The merger market is showing symptoms of overheating. Global deal volume is up sharply this year – up 63 percent according to Bernstein research and 71 percent by Thomson Reuters’ tally. Monday’s announcements, meanwhile, hint at toppiness.
Merck is paying a 239 percent premium for Idenix, valuing the biotech at $3.9 billion. The justification is largely based on optimistic revenue synergies. The pharmaceutical giant thinks it can boost sales by adding the biotech’s drug into its offerings, creating a more powerful cocktail. Rival Gilead Sciences pulled off a similar “plug and pray” acquisition three years ago. But Idenix’s hepatitis C drugs have yet to hit the market and the category has been plagued with clinical trial failures.
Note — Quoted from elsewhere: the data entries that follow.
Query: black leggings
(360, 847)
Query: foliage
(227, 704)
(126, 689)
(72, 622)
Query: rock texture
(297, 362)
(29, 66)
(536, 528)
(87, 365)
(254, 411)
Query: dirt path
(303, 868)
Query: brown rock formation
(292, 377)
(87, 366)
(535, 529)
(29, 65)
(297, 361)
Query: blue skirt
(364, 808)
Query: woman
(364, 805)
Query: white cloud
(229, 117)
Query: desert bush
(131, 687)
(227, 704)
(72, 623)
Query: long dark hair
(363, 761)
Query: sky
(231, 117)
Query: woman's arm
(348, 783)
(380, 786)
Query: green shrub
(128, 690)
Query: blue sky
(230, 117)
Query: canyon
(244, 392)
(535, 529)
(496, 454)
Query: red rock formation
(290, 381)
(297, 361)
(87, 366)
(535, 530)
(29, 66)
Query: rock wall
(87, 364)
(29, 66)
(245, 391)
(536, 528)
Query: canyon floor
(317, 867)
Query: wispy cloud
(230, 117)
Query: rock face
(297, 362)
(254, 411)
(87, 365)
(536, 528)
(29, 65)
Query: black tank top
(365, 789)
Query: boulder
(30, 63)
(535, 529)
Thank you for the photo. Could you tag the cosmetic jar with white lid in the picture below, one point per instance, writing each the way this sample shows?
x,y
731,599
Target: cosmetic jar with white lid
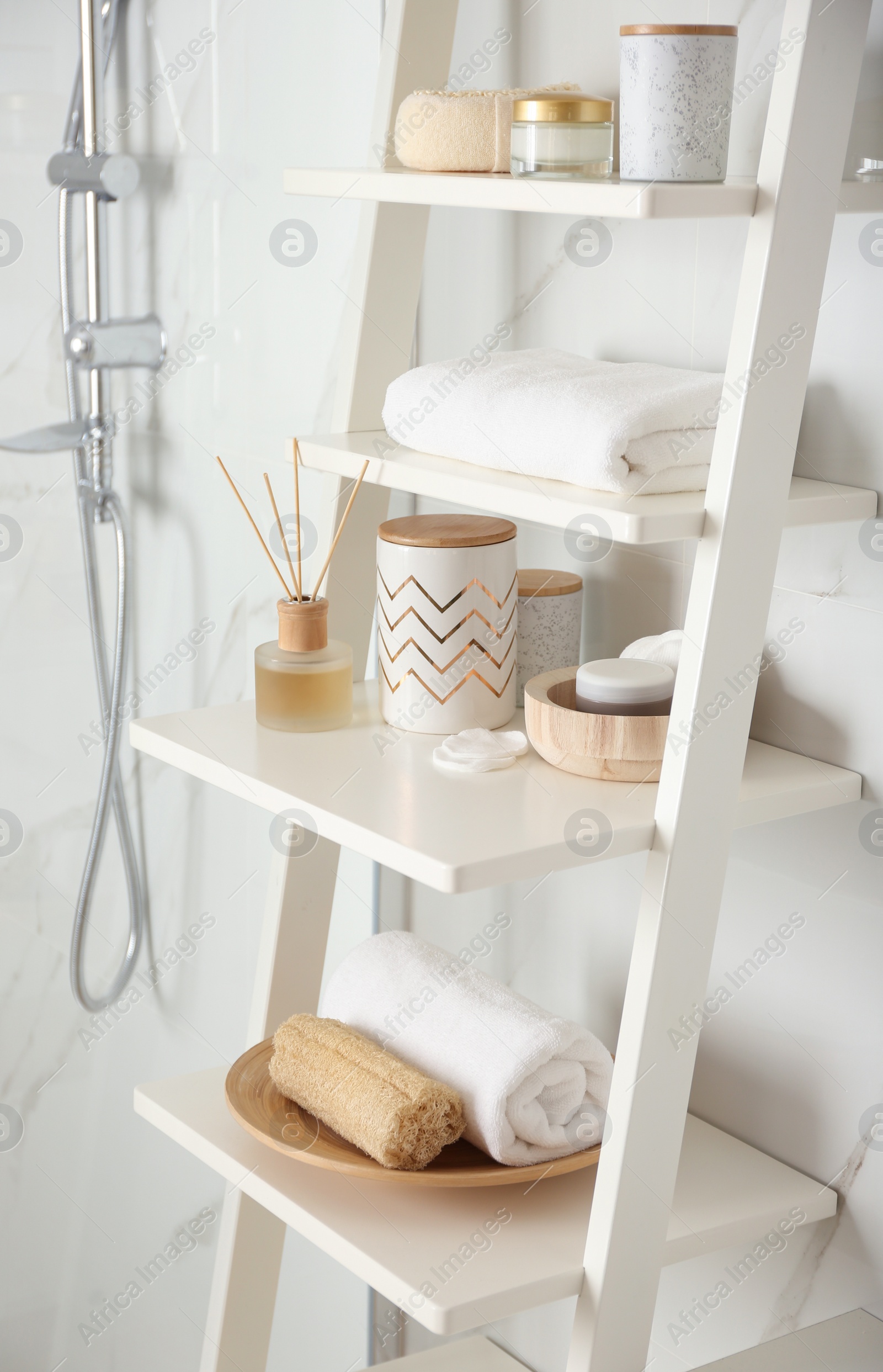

The sky-high premium means the seller is walking away with the benefit of the doubt – and then some.
Public bidding wars are another sign of froth. Tyson Foods and Pilgrim’s Pride both saw their stocks initially rise as they circled sausage and ham producer Hillshire Brands. Tyson’s latest $8.5 billion bid, which seems to have clinched the deal, represents a 70 percent premium over Hillshire’s undisturbed price. At $63 a share, it’s above the $60 maximum at which a Breakingviews analysis suggested an acquirer would be giving away more than potential synergies are worth.
Worldwide, companies are sitting on about $7.5 trillion of cash, according to Thomson Reuters. With organic top line growth hard to come by in sluggish economies, many are turning to acquisitions.
In the past year, investors have mostly applauded. About three-quarters of acquirers in the United States have seen their stock rise following announcement of deals bigger than $1 billion, against about half over the longer term. Analog Devices’ 6 percent surge in market value on Monday after it said it was buying Hittite Microwave for $2.5 billion is a case in point.
Yet rising stock markets mean bargains are increasingly scarce. High premiums like Merck’s for Idenix compound the problem, as do pricey auction victories. Animal spirits are starting to run rampant. Investors who are still boosting buyers’ shares may come to regret it.